Applicants Robertson Homes acknowledged that turning a former furniture factory into a 180-bed student block would cause harm to the building - the internal structure and the clerestory roof will be lost - but that “harm was necessary” to make the scheme viable.
In Gladstone Terrace, which will be dwarfed by the new 37m glass fronted tower block, Cheryl Beveridge told councillors she felt “sad, anxious and upset” about the development.
She said after the planning meeting: “I’m really upset about it. We’re going to have to move from here.”
But Coun Malcolm Thomas said: “This is the northern gateway into Lancaster, and in all the time that I’ve been here, it’s been an embarassment.
“You wonder what you’re letting yourself in for. Here you’ve got an improvement. It’s a much better approach to Lancaster than what we’ve had in the past.”
Planning chairman Coun Carla Brayshaw added: “I hope the developer has taken note of the comments here, particularly about being a good neighbour.”
Coun Janice Hanson, cabinet member with responsibility for regeneration, said after the meeting: “Over recent years student numbers at both Lancaster University and the University of Cumbria have shown a steady increase. Combined with the introduction of buy-to-let mortgages in the early 2000s, this has had the impact of housing supply being restricted due to traditional family housing being bought up by private landlords and converted to student lets.

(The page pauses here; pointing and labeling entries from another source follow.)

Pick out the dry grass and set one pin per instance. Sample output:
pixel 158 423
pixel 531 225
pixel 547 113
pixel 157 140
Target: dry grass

“We need to rebalance the housing market and, over the longer term, dedicated student accommodation will help to ease demand for the traditional shared house, increasing the supply of much-needed low cost family housing, particularly in south Lancaster. Many of the buildings which we are seeing being converted, or sites for new build, are those where there are few alternative solutions and they would continue to lie empty and potentially become derelict.
“An increase of student accommodation in the city centre is also beneficial for the district’s economy with an increased number of consumers for services from local shops and businesses.”